NASA got some good news recently, however, when the folks from the National Reconnaissance Office rang them up.
You may never have heard of the NRO. They don't go out of the way to promote themselves, because, as we shall see, they really don't need to. They're the agency, working under the aegis of the Department of Defense, that's "in charge of designing, building, launching, and maintaining America's intelligence satellites," to quote their website.
Their motto is "Every Breath You Take We'll Be Watching You." (Actually, I made that up. Their real motto is "Vigilance From Above," which is slightly less creepy.) To carry out their mission, they've got lots and lots of cool gadgets and gizmos.
So many, in fact, that they apparently haven't gotten around to using them all, as NASA discovered when the NRO called and said, "Hey, we've got a couple of space telescopes we aren't using. They're sitting in the warehouse, still in the original shrink wrap. You want 'em?"
Apparently, the Spooks in Space have these satellites with telescopes at least as powerful as Hubble's. You know, the type of high resolution lenses that may not be able to read your newspaper over your shoulder like in the movies, but which can pick out an object the size of a baseball from hundreds of miles above the Earth. This will be very useful if the Chinese ever want to field a World Series contender.
The truly amazing (and somewhat frightening) thing is: Those are the ones that they let sit in the warehouse because they're already using better ones. Lord knows what those things can do. Probably count the change in your pocket.
So it occurred to some bright boy or girl at the NRO (a place, one assumes, that has no shortage of bright boys or girls) that if you turned a high tech spy satellite around and pointed it at the stars rather than at the Rooskies or the Chinese or whomever, you'd have a couple of Hubble-level scientific instruments.
The NASA people, of course, immediately accepted the unexpected gifts. Although they're not completely sure how they're going to use them yet, they're happy to have them, and I'm happy for them. But I have to confess to a certain amount of annoyance as well.

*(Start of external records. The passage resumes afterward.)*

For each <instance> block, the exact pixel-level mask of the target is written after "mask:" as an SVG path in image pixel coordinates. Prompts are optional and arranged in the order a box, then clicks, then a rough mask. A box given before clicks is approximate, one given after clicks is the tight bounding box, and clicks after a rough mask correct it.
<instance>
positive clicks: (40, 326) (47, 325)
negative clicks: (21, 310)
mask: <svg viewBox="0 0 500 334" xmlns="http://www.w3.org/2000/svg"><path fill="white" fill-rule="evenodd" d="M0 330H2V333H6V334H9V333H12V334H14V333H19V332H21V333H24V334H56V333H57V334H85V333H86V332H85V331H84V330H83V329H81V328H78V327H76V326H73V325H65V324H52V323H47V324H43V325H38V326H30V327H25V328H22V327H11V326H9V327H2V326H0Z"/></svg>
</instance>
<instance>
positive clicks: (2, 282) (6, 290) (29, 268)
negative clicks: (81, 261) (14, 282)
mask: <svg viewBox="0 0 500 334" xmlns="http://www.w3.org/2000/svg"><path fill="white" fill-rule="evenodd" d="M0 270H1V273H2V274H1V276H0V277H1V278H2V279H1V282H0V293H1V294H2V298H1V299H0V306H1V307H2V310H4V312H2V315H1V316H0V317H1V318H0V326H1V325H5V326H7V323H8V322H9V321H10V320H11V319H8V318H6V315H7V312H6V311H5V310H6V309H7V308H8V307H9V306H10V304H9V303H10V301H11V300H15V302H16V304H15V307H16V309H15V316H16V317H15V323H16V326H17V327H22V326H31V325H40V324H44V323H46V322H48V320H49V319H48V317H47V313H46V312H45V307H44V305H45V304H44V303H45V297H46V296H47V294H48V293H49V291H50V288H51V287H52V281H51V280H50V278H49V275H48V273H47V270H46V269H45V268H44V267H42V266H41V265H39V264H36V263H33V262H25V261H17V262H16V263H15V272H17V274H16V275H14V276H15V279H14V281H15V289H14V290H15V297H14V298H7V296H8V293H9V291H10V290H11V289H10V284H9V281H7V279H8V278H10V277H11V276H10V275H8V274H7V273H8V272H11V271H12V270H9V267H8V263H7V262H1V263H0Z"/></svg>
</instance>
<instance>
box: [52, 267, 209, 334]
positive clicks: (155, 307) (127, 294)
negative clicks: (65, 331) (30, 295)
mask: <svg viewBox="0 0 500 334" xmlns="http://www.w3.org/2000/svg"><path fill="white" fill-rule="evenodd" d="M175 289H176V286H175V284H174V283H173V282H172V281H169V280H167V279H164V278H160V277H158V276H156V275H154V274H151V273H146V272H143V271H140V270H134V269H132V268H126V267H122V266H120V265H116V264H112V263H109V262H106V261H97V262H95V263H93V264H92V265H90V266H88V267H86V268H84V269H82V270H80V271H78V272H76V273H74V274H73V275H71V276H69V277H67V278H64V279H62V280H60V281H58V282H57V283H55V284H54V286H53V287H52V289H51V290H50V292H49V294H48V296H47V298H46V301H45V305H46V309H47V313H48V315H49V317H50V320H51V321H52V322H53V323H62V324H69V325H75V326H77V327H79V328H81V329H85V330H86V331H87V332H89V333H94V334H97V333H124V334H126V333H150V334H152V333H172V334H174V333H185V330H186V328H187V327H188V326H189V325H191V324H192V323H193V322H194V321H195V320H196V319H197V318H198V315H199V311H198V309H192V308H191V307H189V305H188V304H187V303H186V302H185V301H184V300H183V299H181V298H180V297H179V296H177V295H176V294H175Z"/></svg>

Think about it. The Hubble cost, at last estimate, $2.5 billion. Considering the amazing discoveries scientists have made and continue to make about the universe using this device, I'd argue that it was well worth it. Still, NASA had to lobby hard for funding, and it's having to hunt even harder trying to find the cash for the Hubble's planned replacement, the $5 billion James Webb Space Telescope (named after a NASA administrator, not the Virginia senator).
Some scientists are worried that the Webb telescope will eat NASA's entire astronomy budget. Meanwhile, the Department of Defense has two Hubble-level telescopes it never even bothered to use.
Look, I'm all for a strong defense. And I think keeping an eye, electronic or otherwise, on the people who would do us harm is a great idea. I'm glad the fact that there's an organization like the NRO means that a massive, bolt-from-the-blue strike like Pearl Harbor can never happen again (although as the catastrophes of Sept. 11, 2001, showed, an attack doesn't have to involve fleets or armored divisions to be devastating).
Still, there's something wrong with our priorities when science goes begging and the DoD has high tech wonders just lying around. That's not fully funding defense, that's wastefully overfunding it in a time when the rest of us are being told that what we peons need is austerity, austerity, and more austerity, and when the men and women who do the actual fighting are scandalously underpaid.
But, hey, maybe we should ask the NRO to poke around in the warehouses some more. Who knows? Maybe there's another shuttle in there somewhere. Or even a Millennium Falcon. It'd be one wild garage sale, that's for sure.